The median age in the study was 67 years and 63% were postmenopausal. Half the respondents who reported having a partner had been sexually active in the last 4 weeks. The likelihood of sexual activity declined with increasing age. The majority of the sexually active women, 67.1%, achieved orgasm most of the time or always. The youngest and oldest women in the study reported the highest frequency of orgasm satisfaction.

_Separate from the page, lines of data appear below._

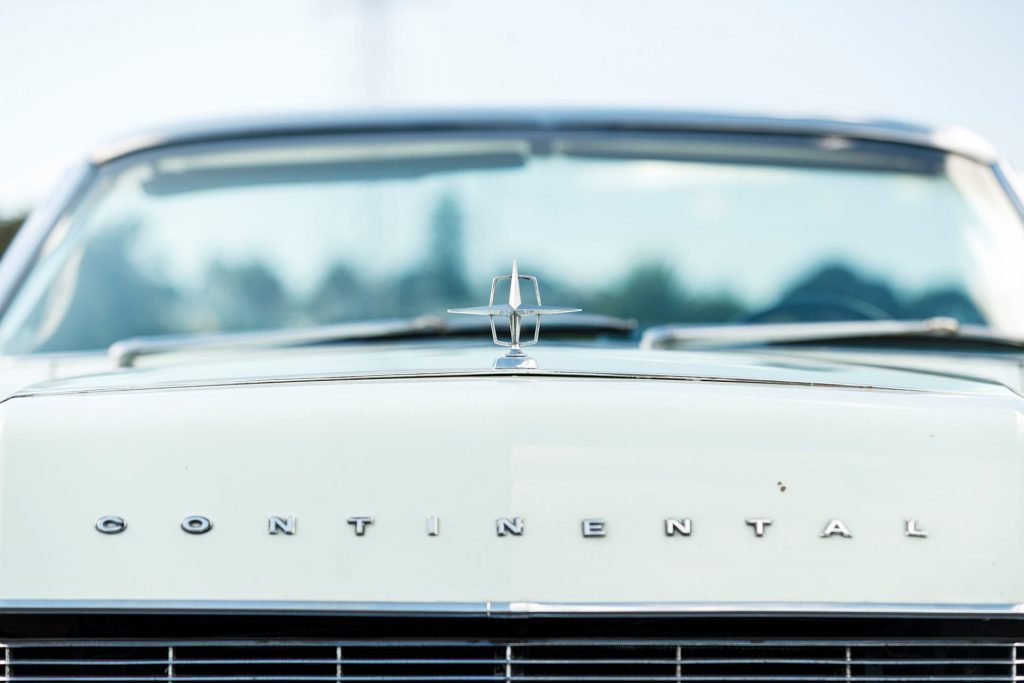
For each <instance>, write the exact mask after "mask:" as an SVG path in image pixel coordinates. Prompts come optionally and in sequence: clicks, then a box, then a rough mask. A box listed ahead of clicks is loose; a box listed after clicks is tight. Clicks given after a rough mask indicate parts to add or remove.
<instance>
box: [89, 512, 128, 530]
mask: <svg viewBox="0 0 1024 683" xmlns="http://www.w3.org/2000/svg"><path fill="white" fill-rule="evenodd" d="M126 528H128V522H126V521H125V520H124V517H116V516H114V515H106V516H104V517H100V518H99V519H97V520H96V530H97V531H99V532H100V533H120V532H121V531H123V530H125V529H126Z"/></svg>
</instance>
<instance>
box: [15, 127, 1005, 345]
mask: <svg viewBox="0 0 1024 683" xmlns="http://www.w3.org/2000/svg"><path fill="white" fill-rule="evenodd" d="M513 259H518V262H519V267H520V271H521V272H522V273H524V274H531V275H537V276H538V278H540V282H541V287H542V292H543V294H544V302H545V303H550V304H555V305H566V306H578V307H581V308H583V309H584V310H586V311H587V312H591V313H602V314H608V315H615V316H624V317H630V318H636V319H637V321H639V323H640V326H641V329H642V328H643V327H647V326H651V325H662V324H670V323H700V324H717V323H730V324H744V323H746V324H755V323H766V322H771V323H780V322H781V323H787V322H819V321H862V319H889V318H895V319H909V318H914V319H916V318H926V317H932V316H937V315H942V316H949V317H954V318H956V319H957V321H959V322H961V323H964V324H975V325H985V326H989V327H991V328H992V329H994V330H996V331H998V332H1000V333H1004V334H1006V335H1011V336H1015V337H1024V268H1022V267H1021V265H1022V264H1024V230H1022V225H1021V220H1020V216H1019V215H1017V214H1016V213H1015V211H1014V209H1013V207H1012V205H1011V203H1010V201H1009V199H1008V198H1007V196H1006V195H1005V194H1004V191H1002V190H1001V188H1000V187H999V185H998V183H997V181H996V179H995V178H994V176H993V175H992V173H991V172H990V170H989V169H987V168H986V167H984V166H982V165H979V164H976V163H974V162H971V161H968V160H966V159H962V158H958V157H946V156H944V155H941V154H939V153H936V152H929V151H923V150H922V151H911V148H909V147H900V146H899V145H885V144H881V143H876V144H874V145H873V146H872V145H869V144H866V143H860V144H859V145H858V144H857V143H851V142H850V141H845V140H830V139H827V138H822V139H814V138H808V141H807V142H806V143H804V144H798V143H795V142H793V141H788V140H779V139H771V138H765V139H758V138H756V137H754V136H748V137H743V136H735V139H717V138H713V137H705V138H701V137H699V136H697V137H696V138H693V139H688V140H687V139H682V138H666V139H657V138H642V139H633V138H630V137H623V138H608V137H604V138H597V139H584V138H581V139H572V138H566V139H560V138H548V139H541V138H537V137H532V138H527V137H525V136H524V137H522V138H521V139H520V138H516V137H508V138H496V137H481V138H480V139H473V138H471V137H459V138H436V139H434V138H426V139H425V138H423V137H420V138H412V139H402V138H393V137H390V138H386V139H366V138H365V139H359V140H352V139H346V138H340V137H334V138H324V137H316V138H295V139H288V138H285V139H276V140H272V141H263V142H259V141H252V140H250V141H245V142H232V143H230V144H226V143H221V144H217V145H212V144H208V145H196V146H191V147H178V148H170V150H168V151H164V152H157V153H150V154H147V155H142V156H136V157H131V158H127V159H125V160H122V161H120V162H117V163H115V164H111V165H109V166H106V167H104V168H103V169H102V170H101V171H100V173H99V174H98V176H97V179H96V180H95V182H94V185H93V186H92V187H91V188H90V189H89V190H88V191H87V193H86V195H85V197H84V199H83V200H81V201H80V202H79V203H78V205H77V206H76V208H75V209H74V211H72V213H71V215H70V216H68V217H67V218H66V219H65V220H62V221H61V222H60V223H59V224H58V226H57V227H56V228H55V230H54V232H53V233H52V234H51V236H50V239H49V240H48V241H47V243H46V245H45V248H44V250H43V253H42V254H41V256H40V257H39V259H38V260H37V262H36V264H35V266H34V268H33V269H32V271H31V273H30V275H29V276H28V279H27V280H26V282H25V284H24V285H23V287H22V288H20V290H19V291H18V292H17V294H16V296H15V297H14V299H13V301H12V303H11V305H10V306H9V307H8V310H7V312H6V314H5V315H4V317H3V319H2V323H0V350H2V351H3V352H6V353H25V352H37V351H75V350H91V349H101V348H105V347H106V346H109V345H110V344H112V343H114V342H115V341H117V340H120V339H124V338H127V337H134V336H148V335H164V334H174V335H181V334H210V333H219V332H239V331H250V330H266V329H281V328H295V327H306V326H318V325H327V324H335V323H343V322H348V321H356V319H367V318H383V317H394V316H414V315H422V314H425V313H434V314H443V311H444V310H445V309H447V308H452V307H458V306H471V305H478V304H481V303H485V301H486V296H487V292H488V288H489V285H490V279H492V278H493V276H494V275H497V274H503V273H507V272H508V271H509V267H510V265H511V262H512V260H513Z"/></svg>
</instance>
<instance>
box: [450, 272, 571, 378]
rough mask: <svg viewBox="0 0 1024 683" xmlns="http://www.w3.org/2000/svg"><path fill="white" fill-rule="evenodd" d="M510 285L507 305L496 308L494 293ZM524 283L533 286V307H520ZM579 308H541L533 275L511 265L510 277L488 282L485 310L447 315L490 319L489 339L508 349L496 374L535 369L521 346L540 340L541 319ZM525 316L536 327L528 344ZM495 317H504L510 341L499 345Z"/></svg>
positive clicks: (551, 306) (453, 312) (496, 363)
mask: <svg viewBox="0 0 1024 683" xmlns="http://www.w3.org/2000/svg"><path fill="white" fill-rule="evenodd" d="M506 280H507V281H509V302H508V304H507V305H506V304H498V305H495V292H496V290H497V289H498V284H499V283H503V282H505V281H506ZM520 280H526V281H529V282H530V283H532V284H534V295H535V297H536V299H537V303H536V304H534V305H525V306H524V305H522V293H521V292H520V289H519V281H520ZM581 310H582V309H581V308H562V307H559V306H544V305H542V304H541V285H540V283H538V281H537V278H535V276H534V275H520V274H519V266H518V265H517V264H516V262H515V261H512V274H510V275H499V276H497V278H495V279H494V280H493V281H490V300H489V301H488V302H487V305H486V306H473V307H472V308H449V312H450V313H460V314H463V315H486V316H487V317H489V318H490V338H492V339H493V340H494V342H495V343H496V344H498V345H499V346H507V347H509V350H508V353H506V354H505V355H503V356H501V357H499V358H498V359H497V360H495V370H534V369H536V368H537V360H535V359H534V358H531V357H529V356H528V355H526V352H525V351H523V350H522V347H523V346H532V345H534V344H536V343H537V342H538V341H540V339H541V317H542V316H544V315H557V314H559V313H578V312H580V311H581ZM527 315H536V316H537V323H536V324H535V326H534V338H532V339H530V340H528V341H521V339H520V336H521V334H522V318H523V317H525V316H527ZM496 317H507V318H508V319H509V335H510V341H502V340H501V339H499V337H498V328H497V327H496V326H495V318H496Z"/></svg>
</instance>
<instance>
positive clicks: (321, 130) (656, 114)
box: [89, 109, 997, 165]
mask: <svg viewBox="0 0 1024 683" xmlns="http://www.w3.org/2000/svg"><path fill="white" fill-rule="evenodd" d="M509 130H517V131H523V132H529V131H531V130H534V131H542V132H559V131H577V130H579V131H591V132H600V131H608V132H624V133H631V132H665V133H679V132H707V133H752V134H770V135H795V136H796V135H799V136H813V137H844V138H852V139H861V140H868V141H877V142H892V143H897V144H905V145H910V146H916V147H925V148H930V150H936V151H939V152H944V153H947V154H955V155H958V156H962V157H966V158H968V159H972V160H974V161H977V162H981V163H984V164H991V163H993V162H994V161H996V159H997V157H996V154H995V152H994V150H993V147H992V145H991V144H990V143H988V142H987V141H986V140H984V139H983V138H981V137H980V136H978V135H977V134H975V133H973V132H971V131H969V130H966V129H963V128H956V127H930V126H922V125H915V124H909V123H901V122H896V121H883V120H870V119H837V118H831V119H828V118H815V117H785V116H752V115H732V114H723V113H709V112H680V111H664V110H663V111H650V110H647V111H644V110H594V109H588V110H514V109H513V110H463V111H412V112H410V111H401V112H399V111H391V112H362V113H357V114H350V113H345V114H314V115H305V116H292V117H265V118H256V119H248V120H233V121H224V120H221V121H213V122H206V123H205V124H204V123H199V124H194V125H191V126H184V127H176V128H166V129H163V130H156V131H150V132H141V133H136V134H132V135H128V136H125V137H122V138H121V139H119V140H115V141H113V142H110V143H108V144H104V145H101V146H99V147H97V148H95V150H93V152H92V154H91V155H90V157H89V159H90V161H91V162H92V163H94V164H97V165H102V164H108V163H111V162H113V161H116V160H118V159H121V158H124V157H128V156H131V155H135V154H139V153H144V152H147V151H151V150H160V148H165V147H170V146H177V145H183V144H194V143H203V142H217V141H230V140H241V139H246V138H253V137H259V138H270V137H286V136H296V135H324V134H348V135H352V134H388V133H391V134H393V133H414V134H422V133H467V132H470V133H487V132H505V131H509Z"/></svg>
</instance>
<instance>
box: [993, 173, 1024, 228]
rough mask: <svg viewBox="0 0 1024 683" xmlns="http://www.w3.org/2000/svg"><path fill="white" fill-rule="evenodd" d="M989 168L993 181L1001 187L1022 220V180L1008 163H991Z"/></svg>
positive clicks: (1023, 215)
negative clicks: (994, 176)
mask: <svg viewBox="0 0 1024 683" xmlns="http://www.w3.org/2000/svg"><path fill="white" fill-rule="evenodd" d="M991 168H992V173H994V174H995V179H996V180H997V181H998V183H999V185H1001V187H1002V191H1005V193H1006V194H1007V196H1008V197H1009V198H1010V202H1011V203H1012V204H1013V205H1014V207H1015V208H1016V209H1017V212H1018V213H1019V214H1020V215H1021V218H1024V180H1022V179H1021V176H1020V174H1019V173H1018V172H1017V171H1016V169H1015V168H1014V167H1013V166H1011V165H1010V164H1009V163H1008V162H1005V161H1001V160H999V161H997V162H995V163H993V164H992V165H991Z"/></svg>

40% of all women stated that they never or almost never felt sexual desire, and one third of the sexually active women reported low sexual desire. Lead investigator Elizabeth Barrett-Connor, MD, Distinguished Professor and Chief, Division of Epidemiology, Department of Family and Preventive Medicine, University of California, San Diego School of Medicine, comments, "Despite a correlation between sexual desire and other sexual function domains, only 1 in 5 sexually active women reported high sexual desire. Approximately half of the women aged 80 years or more reported arousal, lubrication, and orgasm most of the time, but rarely reported sexual desire. In contrast with traditional linear model in which desire precedes sex, these results suggest that women engage in sexual activity for multiple reasons, which may include affirmation or sustenance of a relationship."

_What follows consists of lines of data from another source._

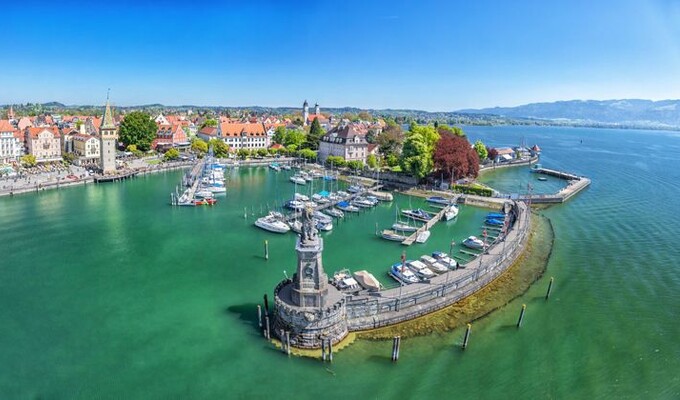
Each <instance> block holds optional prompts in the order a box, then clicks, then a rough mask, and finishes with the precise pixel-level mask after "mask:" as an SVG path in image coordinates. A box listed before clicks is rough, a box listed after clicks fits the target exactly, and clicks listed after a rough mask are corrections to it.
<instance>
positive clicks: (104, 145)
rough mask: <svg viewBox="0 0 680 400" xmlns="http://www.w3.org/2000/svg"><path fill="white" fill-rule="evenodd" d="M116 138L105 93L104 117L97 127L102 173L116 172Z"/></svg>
mask: <svg viewBox="0 0 680 400" xmlns="http://www.w3.org/2000/svg"><path fill="white" fill-rule="evenodd" d="M116 140H118V130H117V129H116V125H115V124H114V123H113V113H112V112H111V106H110V105H109V96H108V94H107V95H106V108H105V109H104V117H103V118H102V125H101V126H100V127H99V151H100V167H101V169H102V173H104V174H110V173H113V172H116Z"/></svg>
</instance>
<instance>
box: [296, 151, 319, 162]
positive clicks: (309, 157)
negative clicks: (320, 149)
mask: <svg viewBox="0 0 680 400" xmlns="http://www.w3.org/2000/svg"><path fill="white" fill-rule="evenodd" d="M298 157H300V158H304V159H305V160H307V161H314V160H316V151H314V150H312V149H301V150H300V151H298Z"/></svg>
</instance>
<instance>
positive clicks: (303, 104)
mask: <svg viewBox="0 0 680 400" xmlns="http://www.w3.org/2000/svg"><path fill="white" fill-rule="evenodd" d="M308 119H309V104H308V103H307V100H305V102H304V103H302V125H304V126H307V120H308Z"/></svg>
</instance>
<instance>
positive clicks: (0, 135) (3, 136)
mask: <svg viewBox="0 0 680 400" xmlns="http://www.w3.org/2000/svg"><path fill="white" fill-rule="evenodd" d="M10 111H12V109H11V108H10ZM12 114H14V112H13V111H12ZM23 142H24V141H23V137H22V135H21V131H19V130H18V129H17V128H15V127H14V125H12V123H11V122H10V121H9V120H6V119H3V120H0V162H2V163H12V162H16V161H18V160H19V158H20V157H21V156H22V155H23V153H24V146H23Z"/></svg>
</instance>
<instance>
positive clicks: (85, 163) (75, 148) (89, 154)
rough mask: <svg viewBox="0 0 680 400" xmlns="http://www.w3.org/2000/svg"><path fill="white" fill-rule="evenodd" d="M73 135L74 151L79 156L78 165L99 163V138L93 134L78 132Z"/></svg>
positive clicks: (99, 157) (77, 160)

Regardless of partner status or sexual activity, 61% of all women in this cohort were satisfied with their overall sex life. Although older age has been described as a significant predictor of low sexual satisfaction, the percentage of RBS sexually satisfied women actually increased with age, with approximately half of the women over 80 years old reporting sexual satisfaction almost always or always. Not only were the oldest women in this study the most satisfied overall, those who were recently sexually active experienced orgasm satisfaction rates similar to the youngest participants. "In this study, sexual activity was not always necessary for sexual satisfaction. Those who were not sexually active may have achieved sexual satisfaction through touching, caressing, or other intimacies developed over the course of a long relationship," says first author Susan Trompeter, MD, Associate Clinical Professor of Medicine. Division of General Internal Medicine, Department of Medicine at the University of California, San Diego School of Medicine and Staff Physician at the VA San Diego Healthcare System.

"Emotional and physical closeness to the partner may be more important than experiencing orgasm. A more positive approach to female sexual health focusing on sexual satisfaction may be more beneficial to women than a focus limited to female sexual activity or dysfunction," Trompeter concludes.